Imagine, you have different OCR tools to read text from images but none of them gives you a 100% accurate output. Combined however, the result could come very close to the ground truth - What would be the best technique to "fuse" the text together to get good results?
Example:
Actual text
§ 5.1: The contractor is obliged to announce the delay by 01.01.2019 at the latest. The identification-number to be used is OZ-771LS.
OCR tool 1
5 5.1 The contractor is obliged to announce the delay by O1.O1.2019 at the latest.
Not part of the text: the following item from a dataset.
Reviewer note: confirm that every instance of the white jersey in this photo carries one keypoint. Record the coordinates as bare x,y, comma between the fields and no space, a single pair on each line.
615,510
The identification-number to be used is OZ77lLS.
OCR tool 2
§5.1: The contract or is obliged to announce theedelay by 01.O1. 2O19 at the latest. The identification number to be used is O7-771LS
OCR tool 3
§ 5.1: The contractor is oblige to do announced he delay by 01.01.2019 at the latest. T he identification-number ti be used is OZ-771LS.
What could be a promising algorithm to fuse OCR 1, 2 and 3 to get the actual text?
My first idea was creating a "tumbling window" of an arbitrary length, compare the words in the window and take the words 2 out of 3 tools predict for every position.
For example with window size 3:
[5 5.1 The]
[§5.1: The contract]
[§ 5.1: The]
As you see, the algorithm doesn't work as all three tools have different candidates for position one (5, §5.1: and §).
Of course it would be possible to add some tricks like Levenshtein distance to allow some deviations but I fear this will not really be robust enough.